Highlights from the DBT Community's Coalesce ConferenceTags: data dbt elt etl transformation
In this article, I want to share some of my highlights from the recent Coalesce 2020 conference, where analytics teams from all over the world shared their experiences about improving and accelerating Analytics Engineering, and how adopting DBT has often played a pivotal role. Held as a virtual conference in December 2020 by FishTown Analytics, it was presented for, and by, the community of DBT users worldwide.
Data Build Tool - a quick recap
To understand what DBT is for and how to use it, you should first read their own introductory documentation, but to paraphrase from the first page:
dbt does the T in ELT (Extract, Load, Transform) processes – it doesn’t extract or load data, but it’s extremely good at transforming data that’s already loaded into your warehouse.
It is a remarkable tool, but perhaps more remarkable are the ways it helps teams to parallelise, stabilise and democratise their practice and knowledge of data in the organisations where they work.
The conference headlined with this statement:
Coalesce 2020 is a dbt community event dedicated to advancing the practice of analytics engineering.
In my opinion, this goal was definitely achieved, to the lasting benefit of the community - both its existing and future members. I recently came across this wonderful blog reflecting on a 1989 book I’d never heard of, called The Great Good Place; the book identifies and describes Third Places as the communal spaces and gatherings in which we additionally seek solace and find meaning, outside the other well known primary spaces of Home and Work.
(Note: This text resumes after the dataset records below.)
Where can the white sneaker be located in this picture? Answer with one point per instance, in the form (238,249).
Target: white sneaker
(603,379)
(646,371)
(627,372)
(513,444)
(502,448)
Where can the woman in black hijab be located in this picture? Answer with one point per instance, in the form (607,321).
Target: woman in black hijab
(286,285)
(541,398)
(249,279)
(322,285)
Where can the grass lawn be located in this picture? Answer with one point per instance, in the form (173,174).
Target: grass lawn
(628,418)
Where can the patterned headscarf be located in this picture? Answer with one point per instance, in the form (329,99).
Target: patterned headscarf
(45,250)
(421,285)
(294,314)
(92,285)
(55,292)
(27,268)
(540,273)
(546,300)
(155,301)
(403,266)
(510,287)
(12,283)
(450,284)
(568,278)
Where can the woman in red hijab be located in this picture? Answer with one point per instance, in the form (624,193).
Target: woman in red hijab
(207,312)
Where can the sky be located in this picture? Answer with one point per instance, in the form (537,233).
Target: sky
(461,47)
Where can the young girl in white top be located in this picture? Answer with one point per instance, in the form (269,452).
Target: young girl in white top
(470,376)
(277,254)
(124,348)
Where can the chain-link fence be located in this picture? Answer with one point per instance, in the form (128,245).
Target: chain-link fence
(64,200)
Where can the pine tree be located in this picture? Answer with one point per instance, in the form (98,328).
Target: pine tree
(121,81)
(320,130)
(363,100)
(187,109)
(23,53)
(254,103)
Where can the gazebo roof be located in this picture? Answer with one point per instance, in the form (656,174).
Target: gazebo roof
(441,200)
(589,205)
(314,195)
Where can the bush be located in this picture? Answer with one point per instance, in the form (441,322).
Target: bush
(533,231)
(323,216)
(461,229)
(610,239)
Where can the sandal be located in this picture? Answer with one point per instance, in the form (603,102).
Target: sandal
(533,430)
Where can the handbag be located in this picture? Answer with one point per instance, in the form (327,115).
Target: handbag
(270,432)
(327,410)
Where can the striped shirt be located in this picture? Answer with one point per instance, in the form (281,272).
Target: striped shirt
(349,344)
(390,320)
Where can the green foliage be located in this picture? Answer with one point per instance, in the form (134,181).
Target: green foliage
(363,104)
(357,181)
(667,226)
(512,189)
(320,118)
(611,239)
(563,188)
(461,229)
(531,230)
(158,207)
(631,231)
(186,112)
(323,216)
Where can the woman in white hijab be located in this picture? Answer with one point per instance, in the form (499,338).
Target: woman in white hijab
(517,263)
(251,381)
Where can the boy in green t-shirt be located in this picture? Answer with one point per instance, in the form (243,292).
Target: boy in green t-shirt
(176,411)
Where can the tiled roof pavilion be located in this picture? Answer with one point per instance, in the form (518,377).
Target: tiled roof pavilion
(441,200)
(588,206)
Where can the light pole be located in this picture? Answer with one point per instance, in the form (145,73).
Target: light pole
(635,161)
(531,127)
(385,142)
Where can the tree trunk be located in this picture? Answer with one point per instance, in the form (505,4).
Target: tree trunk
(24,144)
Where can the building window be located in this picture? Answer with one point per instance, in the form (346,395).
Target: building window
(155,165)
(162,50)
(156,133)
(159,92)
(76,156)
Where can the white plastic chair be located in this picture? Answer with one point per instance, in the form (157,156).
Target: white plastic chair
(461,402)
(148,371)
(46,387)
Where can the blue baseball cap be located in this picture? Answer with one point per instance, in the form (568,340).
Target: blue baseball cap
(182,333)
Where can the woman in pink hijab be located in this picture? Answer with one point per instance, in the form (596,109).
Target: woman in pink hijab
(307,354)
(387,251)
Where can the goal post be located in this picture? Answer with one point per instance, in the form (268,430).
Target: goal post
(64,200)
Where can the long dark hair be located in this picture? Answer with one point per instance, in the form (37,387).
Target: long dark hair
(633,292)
Whilst the blog re-tells the learnings of the book through the lens of Urban Design, it also identifies some clear principles that typify what makes the DBT community such a valuable and inclusive network:
- neutral ground — public
- leveling place — open to all demographics
- conversation — usually the main activity, however not the only activity
- open, accessible — long opening hours, accommodating the occupants needs
- reservoir of regulars — set the tone of the place, and welcome newbies
- plain, homely, non-pretentious — making people comfortable
- playful — lots of laughter and banter
- home away from home — warm and inviting
The DBT community is an amazing Power-Up for anyone seeking to improve what they can do, with the data they have access to.
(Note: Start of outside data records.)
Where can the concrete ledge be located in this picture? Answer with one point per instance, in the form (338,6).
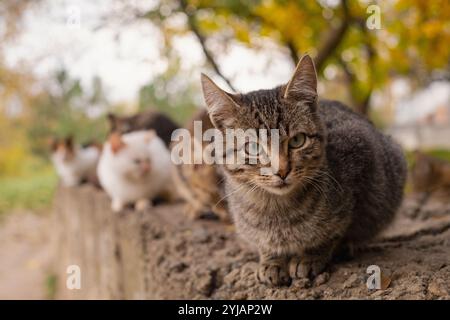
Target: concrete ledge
(159,254)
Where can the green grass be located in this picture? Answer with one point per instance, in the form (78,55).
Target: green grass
(32,189)
(438,153)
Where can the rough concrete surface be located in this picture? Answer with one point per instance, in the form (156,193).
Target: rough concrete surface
(159,254)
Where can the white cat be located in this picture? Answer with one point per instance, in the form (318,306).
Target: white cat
(73,163)
(134,168)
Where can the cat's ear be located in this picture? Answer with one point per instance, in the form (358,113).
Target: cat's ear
(53,144)
(116,142)
(112,120)
(222,107)
(150,134)
(303,84)
(69,143)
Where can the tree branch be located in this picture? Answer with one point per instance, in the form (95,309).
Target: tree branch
(192,22)
(334,38)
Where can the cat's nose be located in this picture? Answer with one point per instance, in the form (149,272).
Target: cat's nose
(284,168)
(283,173)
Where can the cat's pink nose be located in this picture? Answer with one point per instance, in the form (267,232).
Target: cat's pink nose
(283,173)
(145,167)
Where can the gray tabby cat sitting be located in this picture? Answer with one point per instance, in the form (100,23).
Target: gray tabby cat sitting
(339,180)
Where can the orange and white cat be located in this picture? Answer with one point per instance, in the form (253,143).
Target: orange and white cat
(134,168)
(74,164)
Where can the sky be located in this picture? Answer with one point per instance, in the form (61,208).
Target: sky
(72,34)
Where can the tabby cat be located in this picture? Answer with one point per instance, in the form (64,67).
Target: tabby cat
(339,180)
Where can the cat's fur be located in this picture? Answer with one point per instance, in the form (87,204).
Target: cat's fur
(342,186)
(74,164)
(200,185)
(146,120)
(430,175)
(134,169)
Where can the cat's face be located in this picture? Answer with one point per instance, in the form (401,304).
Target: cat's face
(63,150)
(292,110)
(131,156)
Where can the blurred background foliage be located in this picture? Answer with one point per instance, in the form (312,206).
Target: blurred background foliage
(413,42)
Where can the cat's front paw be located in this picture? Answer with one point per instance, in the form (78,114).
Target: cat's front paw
(142,205)
(117,205)
(307,266)
(273,274)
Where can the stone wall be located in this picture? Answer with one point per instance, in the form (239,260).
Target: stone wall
(159,254)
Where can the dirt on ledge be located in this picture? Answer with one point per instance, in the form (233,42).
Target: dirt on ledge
(161,255)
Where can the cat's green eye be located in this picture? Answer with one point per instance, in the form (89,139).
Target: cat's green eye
(297,141)
(253,149)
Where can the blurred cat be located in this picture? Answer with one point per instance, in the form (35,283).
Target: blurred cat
(430,175)
(145,120)
(74,164)
(200,184)
(134,168)
(339,181)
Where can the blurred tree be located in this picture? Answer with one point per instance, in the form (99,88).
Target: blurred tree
(171,95)
(413,38)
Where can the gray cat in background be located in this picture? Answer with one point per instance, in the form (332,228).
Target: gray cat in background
(339,180)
You can watch the Coalesce 2020 Sessions Playlist on YouTube.
If I had to select one favourite message from a presentation, it was Ashley Van Name’s recollection of how JetBlue made choices around their new data stack:
We made a few bold choices based on the type of data stack we saw many smart companies moving towards. We sort of figured, if it worked for them, we could probably make it work for us.
The takeaway for me is not about the tools, platforms or technologies, but about the principles that underlie a modern data stack that so closely relate to the Five Ideals of DevOps:
- Locality and Simplicity
- Focus, Flow, and Joy
- Improvement of Daily Work
- Psychological Safety
- Customer Focus
If you were to watch only one video from Coalesce, I would recommend it be this one.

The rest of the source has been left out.